The vessel diameter and blood velocity were measured for each experiment prior to and after treatments but were not modified by any of the different experimental parameters.

To block Ca²⁺ signaling, we added the acetoxymethyl form of the Ca²⁺-chelator BAPTA (BAPTA-AM; 10 µM) (16) to the suffusion medium and preincubated the cremaster muscle for 15 min before injecting FITC-labeled albumin and prior to CysLT stimulation. In separate experiments, thapsigargin (30 µM final concentration), an inhibitor of the sarco/endoplasmic reticulum Ca²⁺-ATPase (SERCA), was applied to discharge intracellular Ca²⁺ stores to generate a steady Ca²⁺ signal (17 , 18) .

To block caveolae/lipid rafts and thereby transcellular vesicle transport, 20 mM methyl-beta-cyclodextrin (MBCD) was added to the suffusate.
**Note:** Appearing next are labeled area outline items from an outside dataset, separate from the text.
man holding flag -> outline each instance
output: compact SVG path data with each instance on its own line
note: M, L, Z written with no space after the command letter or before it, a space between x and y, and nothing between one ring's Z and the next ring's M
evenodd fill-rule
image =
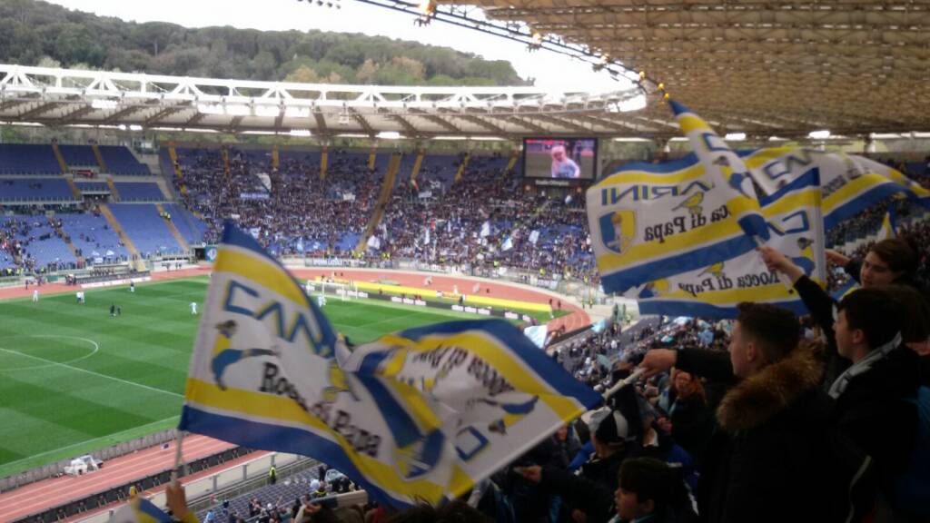
M230 347L251 352L224 360L220 382L214 360ZM277 261L230 225L185 396L180 430L312 456L401 507L468 492L601 399L501 320L350 351Z
M588 189L591 243L606 292L701 269L768 239L739 156L684 106L672 108L701 166L621 172Z

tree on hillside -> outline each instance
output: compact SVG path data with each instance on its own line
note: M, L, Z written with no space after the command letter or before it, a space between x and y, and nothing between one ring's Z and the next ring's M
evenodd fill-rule
M0 60L212 76L383 85L526 85L509 62L383 36L136 23L38 0L0 2ZM50 63L46 61L46 63Z

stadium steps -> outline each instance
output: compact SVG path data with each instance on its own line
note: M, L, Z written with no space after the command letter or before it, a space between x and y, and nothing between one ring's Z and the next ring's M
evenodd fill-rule
M155 208L158 209L158 214L162 215L165 214L165 208L162 207L162 204L155 204ZM171 215L169 214L168 216ZM180 231L178 230L178 227L175 226L174 217L172 216L170 219L166 220L165 224L168 226L168 230L171 231L171 234L174 235L175 239L178 240L178 245L179 245L184 250L190 252L191 246L190 244L187 243L187 240L184 239L184 235L180 234Z
M375 168L375 163L378 161L378 147L372 147L371 152L368 153L368 170L373 170Z
M118 202L120 200L119 191L116 190L116 184L113 183L113 177L112 176L107 177L107 187L110 188L110 195L113 196L113 201Z
M61 151L58 148L58 142L52 142L52 152L55 153L55 159L59 161L59 167L61 168L61 172L67 174L68 172L68 162L64 161L64 155L61 154Z
M72 184L71 184L71 186L72 186L72 187L74 187L74 184L73 184L73 183L72 183ZM75 191L76 191L76 190L77 190L77 189L75 188ZM74 247L74 244L73 244L73 243L72 243L72 241L71 241L71 236L69 236L68 235L66 235L66 234L65 234L65 232L64 232L64 231L62 231L62 230L61 230L61 228L60 228L60 227L59 227L59 226L58 226L58 225L57 225L57 224L55 223L55 219L54 219L54 218L52 218L51 216L49 216L49 217L48 217L48 222L49 222L49 223L51 223L51 225L52 225L52 228L53 228L53 229L55 229L55 232L56 232L56 233L58 233L59 236L60 236L60 237L61 237L61 241L63 241L63 242L64 242L64 244L65 244L66 246L68 246L68 248L70 248L70 249L71 249L71 253L72 253L72 254L73 254L73 255L74 255L74 258L76 258L76 259L77 259L77 263L78 263L79 265L82 265L82 266L83 266L83 265L84 265L84 257L83 257L83 256L81 256L81 255L79 255L79 254L77 253L77 248L76 248L76 247Z
M171 165L174 166L175 176L178 177L178 186L179 191L181 195L187 194L187 184L184 183L184 169L180 168L180 162L178 161L178 149L175 147L174 142L168 146L168 158L171 159Z
M465 169L468 168L468 161L471 157L471 152L465 153L465 158L462 159L462 165L458 166L458 170L456 171L456 179L452 181L453 183L458 183L461 181L462 175L465 174Z
M113 180L110 181L110 183L113 184ZM139 249L136 248L136 244L132 243L132 240L129 239L129 235L123 230L123 226L120 225L119 220L116 220L116 217L113 216L113 211L110 209L110 206L107 204L100 204L100 214L103 215L103 218L107 219L107 223L110 224L110 228L116 233L119 239L123 241L123 245L129 250L129 253L132 254L133 258L141 258L139 255Z
M223 173L226 175L226 180L229 180L232 176L230 169L230 149L226 145L219 148L219 154L223 157Z
M507 162L507 170L504 172L512 172L513 168L517 167L517 160L519 159L520 159L520 150L513 149L513 152L511 153L511 159L510 161Z
M400 169L401 154L395 153L391 155L391 161L388 163L388 172L384 175L384 180L381 182L381 194L378 195L378 203L375 204L375 208L371 211L371 218L368 219L368 224L365 226L365 232L358 238L355 252L362 253L367 248L368 238L371 237L375 229L378 228L378 223L381 221L381 216L384 215L384 208L388 205L391 194L393 194L394 181L397 180L397 172Z
M77 185L74 185L74 179L68 178L65 180L65 181L68 183L68 188L71 189L71 194L74 195L74 199L77 201L81 201L82 199L81 191L78 190Z
M103 154L100 154L100 148L96 143L91 144L90 148L94 151L97 165L100 166L100 172L110 172L110 169L107 168L107 163L103 161Z
M417 152L417 159L413 162L413 170L410 171L410 181L417 181L417 175L419 174L419 169L423 167L423 156L424 152L422 149Z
The cremaster muscle was preincubated for 15 min, followed by CysLT and BAY-u9773 treatment, as described above.

Quantification of vascular permeability
To quantify vascular permeability of postcapillary venules in the cremaster muscle, digital images were stored every 20 s throughout fluorescence recording. The mean fluorescence intensity for each image was measured (gray level range from 0 (black) to 255 (white)).

We calculated a linear function f(x) = mx + n describing the change in fluorescence intensity m over time x for every stage of the experiment (pretreatment and posttreatment). The parameter LIFT (leakage intensity factor for tissues) was calculated as the first equation of this linear function. This LIFT parameter describes the slope of a linear function representing the changes in fluorescence intensity in the tissue over time and is therefore a measure for vascular permeability.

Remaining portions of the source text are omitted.